PROJECT SUMMARY/ABSTRACT Age is the major risk factor for many diseases including cancer, cardiovascular and neurodegenerative disease. Biogerontology research is well positioned to help prevent or at least postpone these diseases by identifying strategies to delay aging and altering its effects on macromolecular, cellular and extracellular damage so that the degree and type of damage does not reach the threshold leading to disease incidence or progression. My laboratory has described the beneficial effect of prolonged fasting and fasting-mimicking diets in promoting cellular resilience and regeneration and organismal healthspan. The data from the previously funded PO1 resulted in a recently completed 100 patient randomized clinical trial indicating that a periodic fasting mimicking diet is effective in reducing risk factors/biomarkers for aging and age-related diseases. Here, we propose to improve these regimens, test their effect on mouse healthspan, and test the hypothesis that they promote both cellular protection and stem cell-based regeneration in multiple systems. We will study the effects of periodic use of a newly designed fasting mimicking diet (FMD5) based on that tested in human clinical trials and of normocaloric protein restriction cycles (PRC) on the aging of the immune and nervous systems. An important goal of Project 1 will be to determine whether these periodic dietary interventions can extend healthspan without exerting adverse effects at very old ages. A major effort will be devoted to the identification of the molecular mechanisms responsible for the effects of periodic fasting mimicking dietary interventions on the regeneration of hematopoietic and neural stem cells and whether this regeneration results in a functional rejuvenation of the immune and nervous systems. We anticipate strong synergism between our project and Project 2, which will investigate the effects and mechanisms of action of the dietary restriction- mimicking mitochondrial peptide humanin, and Project 3, which will test the hypothesis that the gas H2S is a central mediator of fasting-depended protection. We predict that the new insights gained from this project will continue to be translated into clinical trials to identify interventions that are safe and effective in improving human healthspan.
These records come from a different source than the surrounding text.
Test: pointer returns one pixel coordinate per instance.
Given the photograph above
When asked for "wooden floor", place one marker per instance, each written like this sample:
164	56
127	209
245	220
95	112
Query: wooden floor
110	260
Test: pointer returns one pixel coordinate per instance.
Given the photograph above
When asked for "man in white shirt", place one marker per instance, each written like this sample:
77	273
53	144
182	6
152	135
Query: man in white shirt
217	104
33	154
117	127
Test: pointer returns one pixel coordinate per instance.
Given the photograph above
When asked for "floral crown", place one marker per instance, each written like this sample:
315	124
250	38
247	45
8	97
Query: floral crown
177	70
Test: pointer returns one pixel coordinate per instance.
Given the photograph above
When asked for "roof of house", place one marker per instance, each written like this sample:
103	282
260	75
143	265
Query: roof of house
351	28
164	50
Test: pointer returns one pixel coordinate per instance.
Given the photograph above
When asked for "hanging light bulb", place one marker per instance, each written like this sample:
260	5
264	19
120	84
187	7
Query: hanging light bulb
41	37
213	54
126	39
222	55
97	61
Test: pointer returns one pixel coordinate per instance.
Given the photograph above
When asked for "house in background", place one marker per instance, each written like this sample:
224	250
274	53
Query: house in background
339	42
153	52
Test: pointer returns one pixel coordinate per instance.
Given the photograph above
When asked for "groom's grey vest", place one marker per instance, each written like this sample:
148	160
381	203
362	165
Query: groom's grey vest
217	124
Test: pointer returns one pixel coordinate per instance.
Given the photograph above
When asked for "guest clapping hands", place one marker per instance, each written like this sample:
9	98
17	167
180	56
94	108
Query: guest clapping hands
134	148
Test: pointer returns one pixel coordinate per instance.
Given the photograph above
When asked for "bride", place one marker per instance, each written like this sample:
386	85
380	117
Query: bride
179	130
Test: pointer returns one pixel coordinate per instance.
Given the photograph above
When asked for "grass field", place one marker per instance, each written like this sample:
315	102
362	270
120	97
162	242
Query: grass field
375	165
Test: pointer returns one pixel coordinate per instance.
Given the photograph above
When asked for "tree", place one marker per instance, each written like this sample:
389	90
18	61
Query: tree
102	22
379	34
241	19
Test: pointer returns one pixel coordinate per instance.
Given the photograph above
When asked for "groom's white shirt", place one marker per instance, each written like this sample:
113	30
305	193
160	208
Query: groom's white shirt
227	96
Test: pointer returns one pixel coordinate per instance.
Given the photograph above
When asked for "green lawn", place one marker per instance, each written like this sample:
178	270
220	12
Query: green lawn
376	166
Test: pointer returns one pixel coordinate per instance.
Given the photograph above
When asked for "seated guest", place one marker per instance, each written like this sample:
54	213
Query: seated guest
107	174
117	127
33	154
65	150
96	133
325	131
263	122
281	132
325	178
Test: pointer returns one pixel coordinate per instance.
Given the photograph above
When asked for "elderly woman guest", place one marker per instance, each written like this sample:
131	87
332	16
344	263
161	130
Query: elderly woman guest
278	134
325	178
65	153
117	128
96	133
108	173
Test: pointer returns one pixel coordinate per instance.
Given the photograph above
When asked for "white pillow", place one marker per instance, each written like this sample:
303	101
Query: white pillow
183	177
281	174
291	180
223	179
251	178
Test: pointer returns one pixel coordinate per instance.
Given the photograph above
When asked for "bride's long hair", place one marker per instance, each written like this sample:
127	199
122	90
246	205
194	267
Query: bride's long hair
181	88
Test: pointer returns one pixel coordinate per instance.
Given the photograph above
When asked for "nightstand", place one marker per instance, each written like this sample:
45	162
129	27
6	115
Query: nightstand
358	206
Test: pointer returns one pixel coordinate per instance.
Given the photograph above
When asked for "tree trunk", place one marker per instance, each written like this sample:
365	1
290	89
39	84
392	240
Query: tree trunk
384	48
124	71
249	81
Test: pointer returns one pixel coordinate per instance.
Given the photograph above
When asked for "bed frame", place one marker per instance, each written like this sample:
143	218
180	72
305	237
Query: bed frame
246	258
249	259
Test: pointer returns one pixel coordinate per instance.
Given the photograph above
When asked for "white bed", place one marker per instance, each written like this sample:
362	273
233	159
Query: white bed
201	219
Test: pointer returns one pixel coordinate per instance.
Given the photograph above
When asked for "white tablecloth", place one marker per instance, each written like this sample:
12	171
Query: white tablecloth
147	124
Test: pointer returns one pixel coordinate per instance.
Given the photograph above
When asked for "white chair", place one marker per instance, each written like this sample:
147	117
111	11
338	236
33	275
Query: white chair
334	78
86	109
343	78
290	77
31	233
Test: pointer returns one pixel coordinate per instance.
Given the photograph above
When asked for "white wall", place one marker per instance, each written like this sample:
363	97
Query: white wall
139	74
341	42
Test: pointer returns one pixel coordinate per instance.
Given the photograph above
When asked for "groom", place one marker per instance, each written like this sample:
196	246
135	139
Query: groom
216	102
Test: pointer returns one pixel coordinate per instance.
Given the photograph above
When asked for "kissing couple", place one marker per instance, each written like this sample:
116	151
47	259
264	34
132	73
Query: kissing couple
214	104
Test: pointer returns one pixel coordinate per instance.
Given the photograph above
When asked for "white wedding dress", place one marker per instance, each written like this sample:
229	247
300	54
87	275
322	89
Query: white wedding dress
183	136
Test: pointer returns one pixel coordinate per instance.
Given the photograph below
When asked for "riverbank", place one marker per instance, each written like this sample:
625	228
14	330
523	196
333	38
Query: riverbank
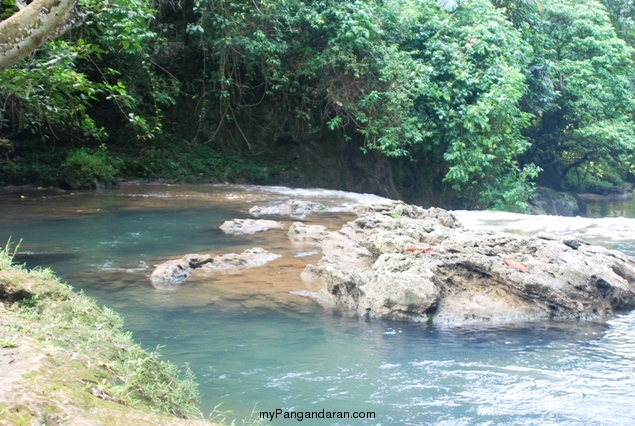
65	360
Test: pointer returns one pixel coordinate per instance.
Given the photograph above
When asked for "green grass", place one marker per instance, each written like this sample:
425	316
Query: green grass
71	329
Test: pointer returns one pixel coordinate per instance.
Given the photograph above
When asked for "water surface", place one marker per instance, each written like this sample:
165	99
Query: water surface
252	344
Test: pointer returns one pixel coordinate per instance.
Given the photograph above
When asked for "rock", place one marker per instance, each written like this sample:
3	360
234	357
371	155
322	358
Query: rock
248	226
301	233
403	262
170	274
174	272
234	262
294	208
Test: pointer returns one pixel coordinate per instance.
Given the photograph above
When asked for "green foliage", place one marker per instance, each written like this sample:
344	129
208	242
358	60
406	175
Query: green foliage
470	109
591	120
86	168
53	94
322	62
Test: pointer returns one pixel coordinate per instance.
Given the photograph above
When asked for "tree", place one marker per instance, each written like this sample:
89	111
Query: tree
31	27
586	139
470	109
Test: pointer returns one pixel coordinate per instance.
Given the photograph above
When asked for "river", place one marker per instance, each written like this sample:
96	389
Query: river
255	347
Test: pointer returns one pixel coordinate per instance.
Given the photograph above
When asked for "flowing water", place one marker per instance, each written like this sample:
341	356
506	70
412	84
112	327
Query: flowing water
255	346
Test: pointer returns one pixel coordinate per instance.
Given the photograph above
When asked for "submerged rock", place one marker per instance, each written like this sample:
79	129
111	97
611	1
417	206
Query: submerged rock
404	262
250	258
248	226
170	274
174	272
294	208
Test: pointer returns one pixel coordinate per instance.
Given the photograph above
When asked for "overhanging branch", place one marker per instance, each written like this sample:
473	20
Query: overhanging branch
31	27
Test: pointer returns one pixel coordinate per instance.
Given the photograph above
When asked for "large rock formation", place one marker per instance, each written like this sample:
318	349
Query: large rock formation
404	262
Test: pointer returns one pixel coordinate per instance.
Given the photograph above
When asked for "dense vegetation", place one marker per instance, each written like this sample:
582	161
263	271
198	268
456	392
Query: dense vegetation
476	100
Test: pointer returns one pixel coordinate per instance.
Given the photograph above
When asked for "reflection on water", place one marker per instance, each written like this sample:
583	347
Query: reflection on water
253	344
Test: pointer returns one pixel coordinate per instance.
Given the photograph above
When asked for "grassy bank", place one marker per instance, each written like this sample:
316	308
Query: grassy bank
64	360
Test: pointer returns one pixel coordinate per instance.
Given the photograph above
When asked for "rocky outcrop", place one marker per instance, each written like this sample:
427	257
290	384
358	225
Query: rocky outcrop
170	274
404	262
248	226
294	208
174	272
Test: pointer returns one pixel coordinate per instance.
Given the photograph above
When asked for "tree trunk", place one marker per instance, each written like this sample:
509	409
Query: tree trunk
31	27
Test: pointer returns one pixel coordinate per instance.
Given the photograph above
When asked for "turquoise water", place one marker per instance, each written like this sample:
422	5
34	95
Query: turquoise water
252	345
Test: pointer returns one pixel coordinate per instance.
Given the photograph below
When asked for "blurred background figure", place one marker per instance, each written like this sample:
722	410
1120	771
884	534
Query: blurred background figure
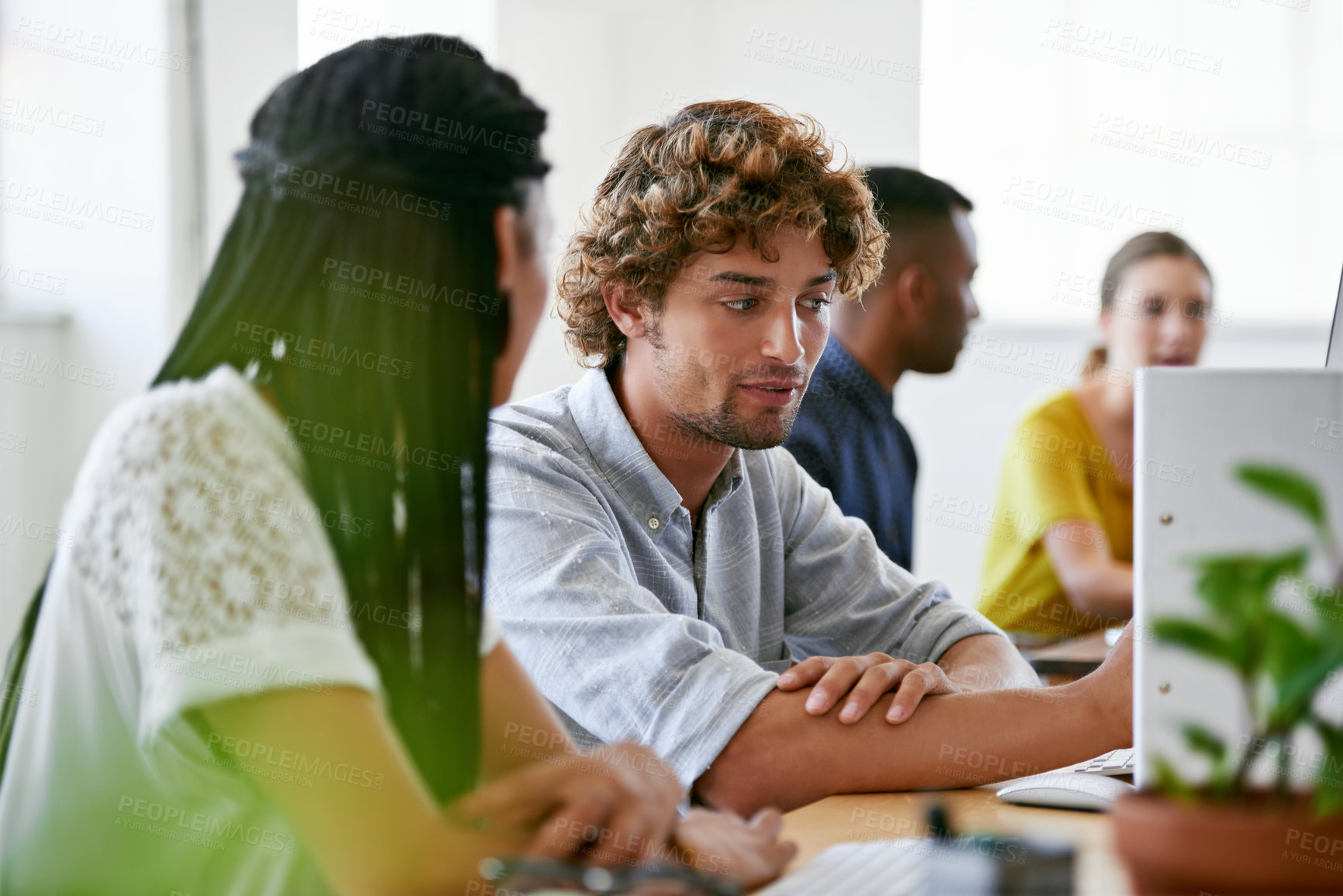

项目总结/摘要 年龄是许多疾病的主要风险因素，包括癌症、心血管疾病和神经退行性疾病。 疾病生物老年学研究很好地帮助预防或至少推迟这些疾病， 确定延缓衰老的策略，并改变其对大分子、细胞和细胞外的影响 损害程度和损害类型未达到导致疾病发生的阈值，或 进展我的实验室已经描述了长期禁食和禁食模仿饮食的有益效果 在促进细胞恢复和再生以及有机体健康方面。以前的数据 一项最近完成的100例患者随机临床试验表明， 禁食模仿饮食可有效减少衰老和年龄相关疾病的风险因素/生物标志物。在这里， 我们建议改进这些方案，测试它们对小鼠健康寿命的影响，并测试以下假设： 它们在多个系统中促进细胞保护和基于干细胞的再生。我们会研究 根据人体试验结果，定期使用新设计的禁食模拟饮食（FMD 5）的效果 临床试验和热量正常的蛋白质限制周期（PRC）对免疫和神经老化的影响 系统.项目1的一个重要目标是确定这些定期饮食干预是否可以 延长健康寿命，而不会对老年人产生不利影响。将作出重大努力， 确定负责周期性禁食模仿饮食影响的分子机制 对造血干细胞和神经干细胞再生的干预，以及这种再生是否会导致 免疫系统和神经系统的功能恢复。我们期待着我们之间的强大协同作用， 项目和项目2，将调查饮食限制的影响和作用机制- 模拟线粒体肽humanin，和项目3，这将测试的假设，气体H2S是一个 禁食依赖性保护的中心介质。我们预测，从这个项目中获得的新见解将 继续转化为临床试验，以确定安全有效的干预措施， 人类健康。